The benchmark function tot computes p*q + p*q*r. It’s three multiplies and an add, implemented equivalently in ilo and a set of comparison languages. The first interpreter ran it in 1,696ns. The current JIT does it in 3ns. That’s a 565x speedup across five distinct layers, each one motivated by profiling the previous.
All five layers still exist as runtime options. The JIT compiles the register VM’s bytecode. Non-eligible functions fall back to the register VM. You can run any layer directly via CLI flags (--run-jit, --run-cranelift, etc.) or benchmark them all side by side with --bench.
Layer 1: Tree-walk interpreter (1,696ns - 16x slower than CPython)
The starting point. Parse the source into an AST, walk the tree recursively, evaluate each node.
fn eval_node(&mut self, expr: &Expr) -> Value {
match expr {
Expr::Call(name, args) => {
let vals: Vec<Value> = args.iter()
.map(|a| self.eval_node(a)).collect();
self.call_function(name, vals)
}
// ...
}
}
Every operation allocates: values are heap-allocated enums, and every function call builds a Vec of arguments. For tot(10, 20, 30), that’s 4 function calls (tot, multiply, multiply, add), each one cloning and matching.
1,696ns for three multiplies and an add.
Layer 2: Stack-based bytecode VM (~226ns, 7x faster)
Compile the AST to bytecode once, then execute a tight loop. The stack VM follows the classic model: push operands, pop for operations, push results.
PUSH p
PUSH q
MUL
PUSH p
PUSH q
MUL
PUSH r
MUL
ADD
RET
10 instructions for 3 operations. The stack pointer bounces on every instruction. But the dispatch loop is a simple match on u8 opcodes, and NaN boxing means every value is 8 bytes, Copy, no heap allocation for numbers.
NaN boxing is the foundation that makes everything after this possible. The stack becomes Vec<u64> and numbers are stored as raw double bits with no encoding overhead.
Layer 3: Register-based bytecode VM (171ns, 9.9x faster - 1.6x slower than CPython)

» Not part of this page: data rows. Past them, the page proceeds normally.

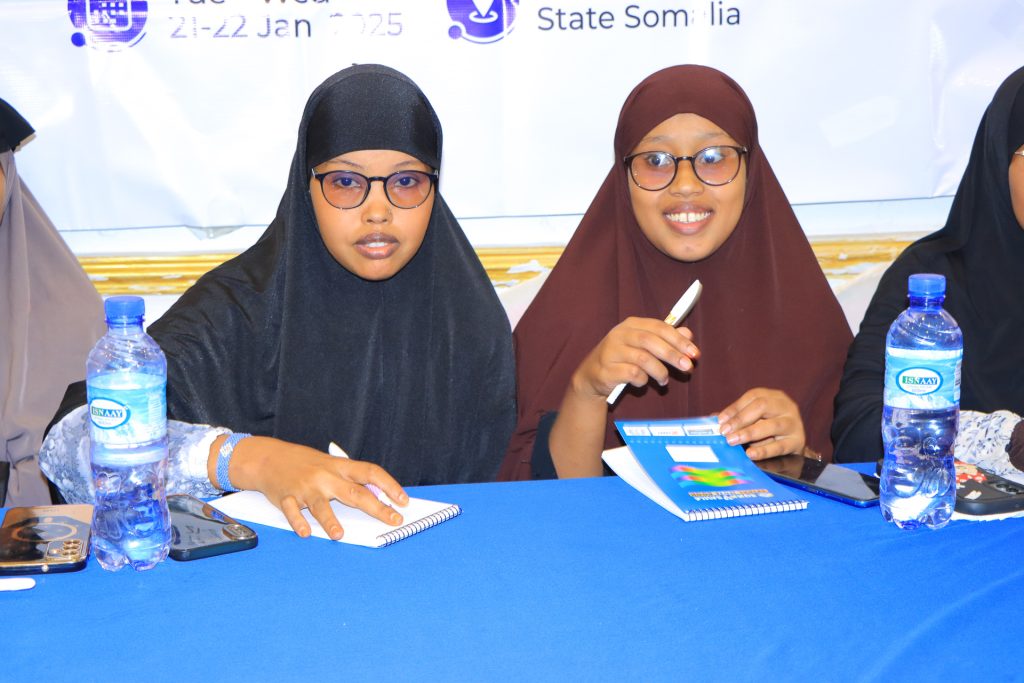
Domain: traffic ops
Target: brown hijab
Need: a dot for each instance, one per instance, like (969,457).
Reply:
(767,316)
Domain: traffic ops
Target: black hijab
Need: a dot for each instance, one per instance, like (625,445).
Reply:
(13,128)
(981,252)
(414,373)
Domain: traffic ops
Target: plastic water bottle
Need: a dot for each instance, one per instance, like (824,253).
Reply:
(126,376)
(924,349)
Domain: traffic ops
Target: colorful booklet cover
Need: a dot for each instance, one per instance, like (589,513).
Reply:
(688,468)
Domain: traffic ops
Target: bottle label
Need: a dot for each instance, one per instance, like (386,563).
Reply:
(923,379)
(128,416)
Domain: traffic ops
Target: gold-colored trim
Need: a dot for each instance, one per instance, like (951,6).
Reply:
(173,274)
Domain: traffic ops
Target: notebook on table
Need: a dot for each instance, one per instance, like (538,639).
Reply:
(688,468)
(360,528)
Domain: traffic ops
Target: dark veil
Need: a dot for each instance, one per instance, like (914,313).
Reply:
(981,252)
(414,373)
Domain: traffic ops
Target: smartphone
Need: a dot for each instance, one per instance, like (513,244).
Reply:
(199,529)
(835,481)
(45,539)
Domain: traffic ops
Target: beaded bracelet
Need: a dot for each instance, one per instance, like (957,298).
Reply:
(224,459)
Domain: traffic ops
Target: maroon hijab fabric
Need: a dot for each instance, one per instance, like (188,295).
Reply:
(767,316)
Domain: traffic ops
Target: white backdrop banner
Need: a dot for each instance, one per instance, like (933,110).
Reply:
(183,112)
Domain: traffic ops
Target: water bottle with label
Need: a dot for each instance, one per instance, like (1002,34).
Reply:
(924,349)
(126,377)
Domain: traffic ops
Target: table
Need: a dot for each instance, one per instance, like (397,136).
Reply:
(576,580)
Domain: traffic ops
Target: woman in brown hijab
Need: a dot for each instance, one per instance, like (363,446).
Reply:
(690,197)
(50,316)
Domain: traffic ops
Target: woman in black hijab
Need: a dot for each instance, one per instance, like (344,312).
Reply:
(360,316)
(981,253)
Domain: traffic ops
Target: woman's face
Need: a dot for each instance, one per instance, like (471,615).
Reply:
(1017,184)
(375,240)
(688,220)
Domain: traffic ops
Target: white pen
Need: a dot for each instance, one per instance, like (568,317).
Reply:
(336,451)
(17,584)
(675,316)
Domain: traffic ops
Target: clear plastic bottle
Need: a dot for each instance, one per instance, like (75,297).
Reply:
(126,376)
(924,350)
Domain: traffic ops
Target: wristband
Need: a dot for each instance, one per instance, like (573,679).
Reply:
(224,459)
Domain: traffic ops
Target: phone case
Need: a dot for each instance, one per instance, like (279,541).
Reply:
(45,539)
(199,530)
(982,493)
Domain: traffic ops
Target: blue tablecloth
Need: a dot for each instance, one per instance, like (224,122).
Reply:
(550,581)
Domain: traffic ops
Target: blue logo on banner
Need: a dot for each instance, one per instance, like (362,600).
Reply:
(481,20)
(111,25)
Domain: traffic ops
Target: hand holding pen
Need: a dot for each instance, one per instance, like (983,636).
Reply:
(659,351)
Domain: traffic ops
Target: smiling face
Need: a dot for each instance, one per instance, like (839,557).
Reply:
(1017,184)
(375,240)
(688,220)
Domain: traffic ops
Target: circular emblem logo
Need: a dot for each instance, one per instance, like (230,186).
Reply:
(108,414)
(919,381)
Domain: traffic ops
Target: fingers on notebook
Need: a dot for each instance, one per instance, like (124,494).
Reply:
(293,513)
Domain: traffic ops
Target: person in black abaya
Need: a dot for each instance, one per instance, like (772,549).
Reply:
(360,316)
(981,253)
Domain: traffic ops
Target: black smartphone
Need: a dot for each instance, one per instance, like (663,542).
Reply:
(982,493)
(835,481)
(199,529)
(45,539)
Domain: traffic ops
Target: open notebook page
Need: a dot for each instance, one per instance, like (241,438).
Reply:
(360,528)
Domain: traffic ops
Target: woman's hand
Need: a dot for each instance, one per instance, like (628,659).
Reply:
(767,421)
(294,476)
(636,351)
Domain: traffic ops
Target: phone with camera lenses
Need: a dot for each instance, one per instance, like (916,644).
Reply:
(45,539)
(835,481)
(199,529)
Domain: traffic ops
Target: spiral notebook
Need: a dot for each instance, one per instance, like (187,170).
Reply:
(688,468)
(360,528)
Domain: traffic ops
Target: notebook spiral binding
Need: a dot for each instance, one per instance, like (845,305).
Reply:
(419,525)
(748,509)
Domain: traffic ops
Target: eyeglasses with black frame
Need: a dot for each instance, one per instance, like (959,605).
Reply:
(347,189)
(718,165)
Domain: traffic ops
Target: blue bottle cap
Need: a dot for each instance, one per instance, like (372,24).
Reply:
(927,285)
(124,306)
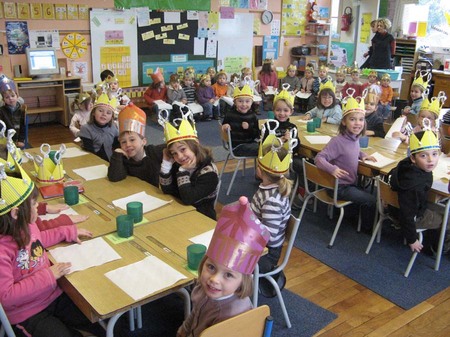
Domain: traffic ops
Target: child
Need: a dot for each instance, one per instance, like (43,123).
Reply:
(135,157)
(418,87)
(84,104)
(340,159)
(187,169)
(13,112)
(374,122)
(34,303)
(412,179)
(224,281)
(271,202)
(328,107)
(243,123)
(384,107)
(175,92)
(99,135)
(292,79)
(207,99)
(157,91)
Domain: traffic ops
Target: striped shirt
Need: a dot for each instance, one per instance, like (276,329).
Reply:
(273,210)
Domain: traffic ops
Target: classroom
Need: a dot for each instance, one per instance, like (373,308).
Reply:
(344,264)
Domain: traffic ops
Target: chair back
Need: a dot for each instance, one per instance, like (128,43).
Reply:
(249,324)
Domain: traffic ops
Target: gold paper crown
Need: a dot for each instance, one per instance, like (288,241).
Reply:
(14,189)
(271,162)
(48,170)
(350,104)
(284,95)
(182,129)
(429,140)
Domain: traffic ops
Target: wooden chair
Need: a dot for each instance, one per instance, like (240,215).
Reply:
(386,196)
(291,233)
(227,145)
(248,324)
(324,182)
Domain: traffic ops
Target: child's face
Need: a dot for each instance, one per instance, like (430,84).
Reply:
(282,111)
(10,98)
(243,104)
(132,144)
(415,93)
(183,155)
(103,115)
(219,281)
(354,122)
(426,160)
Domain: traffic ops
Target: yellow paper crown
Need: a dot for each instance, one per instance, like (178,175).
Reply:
(271,162)
(182,129)
(429,140)
(284,95)
(351,104)
(48,170)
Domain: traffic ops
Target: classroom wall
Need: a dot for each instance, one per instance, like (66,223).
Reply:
(82,26)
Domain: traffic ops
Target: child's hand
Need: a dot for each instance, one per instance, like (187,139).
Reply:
(78,218)
(55,209)
(339,173)
(60,269)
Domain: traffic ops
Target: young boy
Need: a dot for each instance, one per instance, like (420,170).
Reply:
(412,179)
(13,112)
(134,157)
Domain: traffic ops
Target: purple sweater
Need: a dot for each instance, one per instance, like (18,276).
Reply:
(341,152)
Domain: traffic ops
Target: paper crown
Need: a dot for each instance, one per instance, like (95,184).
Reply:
(131,118)
(239,238)
(421,79)
(285,95)
(270,161)
(180,128)
(12,153)
(7,84)
(429,139)
(14,188)
(351,104)
(48,165)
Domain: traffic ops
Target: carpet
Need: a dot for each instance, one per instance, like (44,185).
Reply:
(162,318)
(382,270)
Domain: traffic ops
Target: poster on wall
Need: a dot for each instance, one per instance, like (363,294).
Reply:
(17,37)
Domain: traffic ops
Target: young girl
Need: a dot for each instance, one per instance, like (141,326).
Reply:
(187,169)
(34,303)
(135,157)
(207,99)
(13,112)
(340,159)
(99,135)
(328,107)
(224,281)
(83,105)
(271,201)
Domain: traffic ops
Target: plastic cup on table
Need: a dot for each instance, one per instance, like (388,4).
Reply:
(311,126)
(125,225)
(134,209)
(71,196)
(195,253)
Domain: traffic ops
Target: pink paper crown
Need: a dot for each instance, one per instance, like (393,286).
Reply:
(239,238)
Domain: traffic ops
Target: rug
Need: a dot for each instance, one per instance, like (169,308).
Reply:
(162,318)
(382,270)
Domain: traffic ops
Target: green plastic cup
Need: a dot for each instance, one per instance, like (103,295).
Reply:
(125,225)
(134,209)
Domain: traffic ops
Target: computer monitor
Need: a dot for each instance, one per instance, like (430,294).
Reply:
(42,62)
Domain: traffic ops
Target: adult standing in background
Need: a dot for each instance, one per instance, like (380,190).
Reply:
(383,44)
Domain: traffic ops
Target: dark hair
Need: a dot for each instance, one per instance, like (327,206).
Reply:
(326,91)
(18,228)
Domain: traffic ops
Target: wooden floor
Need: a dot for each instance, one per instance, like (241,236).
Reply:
(360,311)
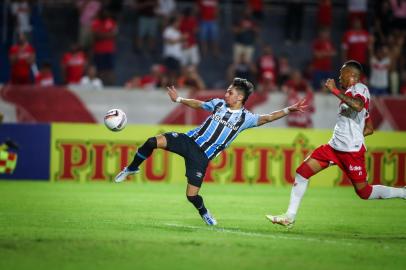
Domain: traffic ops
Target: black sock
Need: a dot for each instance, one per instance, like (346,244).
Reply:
(197,201)
(143,153)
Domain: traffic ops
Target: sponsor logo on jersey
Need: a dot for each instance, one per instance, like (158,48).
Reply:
(355,168)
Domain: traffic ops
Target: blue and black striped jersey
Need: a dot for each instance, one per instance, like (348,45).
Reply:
(222,127)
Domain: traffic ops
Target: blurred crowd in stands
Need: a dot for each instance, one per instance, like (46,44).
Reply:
(375,37)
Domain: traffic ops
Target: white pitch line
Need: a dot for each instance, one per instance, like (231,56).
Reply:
(261,235)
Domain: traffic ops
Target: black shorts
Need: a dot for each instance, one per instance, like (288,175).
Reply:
(196,161)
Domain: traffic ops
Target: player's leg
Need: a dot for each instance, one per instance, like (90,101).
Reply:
(318,161)
(142,154)
(196,164)
(306,170)
(370,192)
(354,167)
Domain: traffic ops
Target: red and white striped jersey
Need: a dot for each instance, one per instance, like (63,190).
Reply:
(348,132)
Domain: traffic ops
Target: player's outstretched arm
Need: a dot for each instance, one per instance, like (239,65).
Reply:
(297,107)
(193,103)
(355,103)
(369,127)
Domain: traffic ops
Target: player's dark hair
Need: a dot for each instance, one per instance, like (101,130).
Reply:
(245,86)
(355,65)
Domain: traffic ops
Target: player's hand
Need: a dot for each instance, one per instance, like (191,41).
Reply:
(330,84)
(300,106)
(172,93)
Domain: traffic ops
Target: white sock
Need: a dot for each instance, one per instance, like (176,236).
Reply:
(296,195)
(384,192)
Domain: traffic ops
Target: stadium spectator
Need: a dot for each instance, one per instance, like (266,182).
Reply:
(172,51)
(355,44)
(284,70)
(396,41)
(156,79)
(209,28)
(165,10)
(403,83)
(88,10)
(189,28)
(267,67)
(323,53)
(257,9)
(294,21)
(90,81)
(382,21)
(399,14)
(324,14)
(104,30)
(380,65)
(147,29)
(297,88)
(73,65)
(22,56)
(21,12)
(267,83)
(191,80)
(44,77)
(242,68)
(202,144)
(357,10)
(245,37)
(345,149)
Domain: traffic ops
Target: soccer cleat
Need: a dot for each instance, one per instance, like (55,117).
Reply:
(283,220)
(209,219)
(123,174)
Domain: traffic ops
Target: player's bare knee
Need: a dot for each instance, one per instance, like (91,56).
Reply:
(192,198)
(152,142)
(305,170)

The register VM borrows LuaJIT’s 32-bit packed instruction format:
[OP:8 | A:8 | B:8 | C:8] - three registers
[OP:8 | A:8 | Bx:16] - register + 16-bit operand
The same function:
MUL r2, r0, r1 -- r2 = p * q
MUL r3, r2, r2 -- r3 = subtotal * rate
ADD r4, r2, r3 -- r4 = subtotal + tax
RET r4
4 instructions instead of 10, no stack pointer, operands stay in registers, and variable lookup is just a register index.
The compiler also tracks which registers hold numbers at compile time. When both operands are known numeric, it emits OP_ADD_NN instead of OP_ADD, skipping type checks entirely. For tot, every operation is numeric, so the entire execution is type-check-free.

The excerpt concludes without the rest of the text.